The Anatomy of Cryptolocker Ransomware

The concept of holding your data for ransom is new but it’s been fledgling nevertheless. Millions of dollars have been raked in by attackers across the world. Traditional methods, which typically include breaching the security layer, penetrating the system, taking over it, and selling the data, is done away. Instead the data is encrypted using public key infrastructure. The files from mapped, removable and locally installed drives are listed and certain files are encrypted-typically documents like Office, PDF, CSV, etc. The private key to the encrypted files is held by the attacker and victim is coerced into paying a ransom in exchange for it. A ransom note is presented to the victim, when he/she tries to access any of the files.

Attacks are usually three-pronged. The first part is where the compromised site or a file has an exploit kit-either Angler or Nuclear-which redirects victims to download a malware from a shady site. Post which, the malware executes and encrypts the files. Simultaneously, ransom notes are written in each folder. Often, a randomly generated registry key is created to keep track of the encrypted files.
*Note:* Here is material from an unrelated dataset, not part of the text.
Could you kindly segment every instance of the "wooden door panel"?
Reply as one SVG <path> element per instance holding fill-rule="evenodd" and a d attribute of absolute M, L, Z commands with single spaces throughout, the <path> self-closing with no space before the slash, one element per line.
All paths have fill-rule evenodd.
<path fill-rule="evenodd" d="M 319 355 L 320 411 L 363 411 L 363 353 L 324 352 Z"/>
A user is left with four options:

  1. Pay the ransom
  2. Restore from backup
  3. Lose the files
  4. Brute force the key

Should the victim agree to pay, attacker usually demands the payment averaging between $500-700 USD using Bitcoin. The value of the ransom varies with the number of encrypted files. And if the victim fails to pay within the asked time, ransom is doubled or tripled.

How it happens

Email is still the vector for several attacks. Because it is the ease with which the attacks succeed makes email a viable vector. The common malicious documents are office documents and drive-by downloads. They are sent to the victims claiming to be an invoice or a fax. When opened, it is protected. And the user must open another document for instructions to enable it. Once the user follows the steps, the macro is executed, payload is delivered, and the infection will commence. Typically, the actual filename-.docm-is masked with the.doc extension. Domain shadowing is another way to infect the users. The actual malware is delivered from a randomly generated subdomain of a legitimate domain. It involves compromising the DNS account for a domain and registering various subdomains, then using those for attack.
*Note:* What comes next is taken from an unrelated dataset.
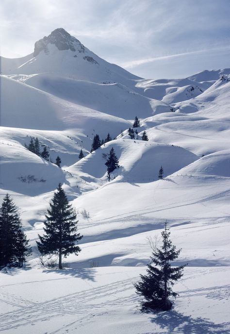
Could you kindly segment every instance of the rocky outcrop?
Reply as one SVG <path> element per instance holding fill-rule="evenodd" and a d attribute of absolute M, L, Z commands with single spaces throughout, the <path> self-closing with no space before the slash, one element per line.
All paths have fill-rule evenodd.
<path fill-rule="evenodd" d="M 48 37 L 45 36 L 35 42 L 33 56 L 37 56 L 43 50 L 47 54 L 49 54 L 48 44 L 54 44 L 59 50 L 71 50 L 73 51 L 84 52 L 85 48 L 83 44 L 71 36 L 65 29 L 59 28 L 55 29 Z"/>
This financial success has likely led to a proliferation of ransomware variants. In 2013, more destructive and lucrative ransomware variants were introduced, including Xorist, CryptorBit, and CryptoLocker. In early 2016, a destructive ransomware variant, Locky, was observed infecting computers belonging to healthcare facilities and hospitals in the United States, New Zealand, and Germany. Samas, another variant of destructive ransomware, was used to compromise the networks of healthcare facilities in 2016. Unlike Locky, Samas propagates through vulnerable Web servers.

True cost of the attack

Attackers never reveal the ransom that is being collected. So, investigations usually hit a dead-end leaving the investigating agencies rely on speculation. According to FBI, about $18 million of losses have been reported by the victims between April 2014 and June 2015. The actual ransom paid may be a negligible, but the associated cost-both monetary and reputational-could be colossal. Downtime costs, financial cost, data loss, and loss of life (compromised patient records) are the true impact an organization takes following an attack. While the initial impact may be considerable, the long-term effects of an attack may be far costlier.

Who’s doing it

Gameover Zeus botnet, peer-to-peer botnet based on the components of Zeus trojan, was responsible for most of the attacks. Russian cybercriminal Evgeniy Mikhailovich Bogachev, having online aliases: <<Slavik>>, <<lucky12345>>, <<Pollingsoon>>, <<Monstr>>, <<IOO>>, and <<Nu11>>, was reportedly associated with Gameover Zeus. On February 24, 2015, the FBI announced a reward of $3 million in exchange for information regarding the alleged mastermind.

What’s the solution

Adopting a multi-layered approach to security minimizes the chance of infection. Symantec has a strategy that protects against ransomware in three stages:

Prevent – Preventing the attacks is by far the best measure. Email and exploit kit are the most common infection vectors for ransomware. Adopting a robust defence will curtail any unwarranted events. Backing your data regularly is more important than one would like to think. Use of email-filtering services, intrusion prevention, browser protection, and exploit protection are some of the preventive actions to be taken.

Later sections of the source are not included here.